AHC: Arius triumphs

Best way would probably be to butterfly the conversion of Clovis from Arianism to Nicene Orthodoxy (what Roman Christianity basicly was at this point) ... say by Clotilde (his burgundian wife) not converting him due to being converted to Arianism herself doing her youth in her fathers court where Arianism was quite rampant ...
 
to be specific, Arius believed that the Son was subordinate to the Father.

Nicene/Chalcedonian Orthodoxy says the three Persons of the Trinity are equal to each other, with some disputes on the nature of the Holy Spirit.

at least, as far as i understand.

my main question is, how would a surviving/triumphant Arianism affect Western Europe and the history of Christianity? could it lead to an earlier East-West Schism? what would happen to Western Europe without the link to Rome?
 
to be specific, Arius believed that the Son was subordinate to the Father.

Nicene/Chalcedonian Orthodoxy says the three Persons of the Trinity are equal to each other, with some disputes on the nature of the Holy Spirit.

at least, as far as i understand.

my main question is, how would a surviving/triumphant Arianism affect Western Europe and the history of Christianity? could it lead to an earlier East-West Schism? what would happen to Western Europe without the link to Rome?

The greatest heresy to Nicene Christians was the Arian idea that Christ did not always exist and was created by, and subordinate to, God the Father.
 
The greatest heresy to Nicene Christians was the Arian idea that Christ did not always exist and was created by, and subordinate to, God the Father.

From what I understand of Eastern Orthodoxy, they too believe that the Son is somehow subordinate to the Father, while still maintaining the phrasing of the Athanasian creed (though I cannot see how such is possible).
The idea that Christ did not always exist, though, is the big issue.
 
it's... complicated. really, really complicated.

and that's not even getting into homoousios vs. homoiousios disputes, or the filioque controversy...

but really, i'm looking for the impact on western europe's culture.
 
it's... complicated. really, really complicated.

and that's not even getting into homoousios vs. homoiousios disputes, or the filioque controversy...

but really, i'm looking for the impact on western europe's culture.

It is; I've done reading on it for my own TL, and it gets complicated pretty quickly, without even getting into the developments of Arians as opposed to just the thoughts of Arouse himself.
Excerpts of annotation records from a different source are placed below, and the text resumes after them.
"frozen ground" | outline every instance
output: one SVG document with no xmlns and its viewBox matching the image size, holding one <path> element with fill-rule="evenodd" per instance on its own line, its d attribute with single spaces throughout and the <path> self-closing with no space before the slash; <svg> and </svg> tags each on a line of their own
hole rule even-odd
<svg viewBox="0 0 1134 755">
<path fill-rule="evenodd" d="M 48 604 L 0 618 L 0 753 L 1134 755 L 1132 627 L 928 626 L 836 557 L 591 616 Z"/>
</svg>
In any case; unless the triumph occurred during the reign of an Arian Western Emperor, this almost by default means that the Germans are an even more dominant force within the former Empire, I would say. It also means that those Germanic rulers take steps to actually convert the populations they rule over, which goes against their usual desire to use Arianism to keep their people separated from the Roman population.

The post possibility is that an invading German tribe becomes the rulers, and their culture and religion become 'prestige cultures' so that people convert to join the ruling group; like what happened for Islam after the Arab conquests.
 
If Arianism, viewing Jesus as a 'divine' but subordinate figure (like today's Jehovahs Witnesses), wins out then it would have major impacts on Islam, assuming Mohammad or someone like him comes out of the desert with a new creed.

On the one hand, OTLs Islam accepts Jesus as a Prophet, special, but well lower than God, which makes one suspect theyre closer to Arianism than Nicene Christianity; on the other Islam views Trinitarian Christianity as veering towards polytheism. OTL, we can say "there is but one God, he just has three persons/faces/aspects". Arianism muddles the picture a lot. One God and another 'divine being'!?!? That sure looks like polytheism to me, and Im sure it looks even more like that to a Moslem.
 
Is it derailing if I ask some questions on Arianism and corresponding WIs here? If so, let me know and I will repost the questions in a new thread:

Has Arianism always been a negative epithet, even amongst Calvinists and Unitarians during the Reformation Era?

What are the likelihoods and/or environment needed to push the Dutch Reformed Church (is it considered Calvinist) into nontrinitarian Protestantism?

Could the Whigs/More puritanical Protestants of the *Anglican/English-Protestant Church push English Protestantism towards nontrinitarianism? Also, how entrenched are the 39 Articles?

Without Latitudinarianism, could the *Anglican church also move towards nontrinitarianism?

Finally, the big idea, in a surviving Anglo-Dutch union, could Protestanism there take on a nontrinitarian/Unitarian theology?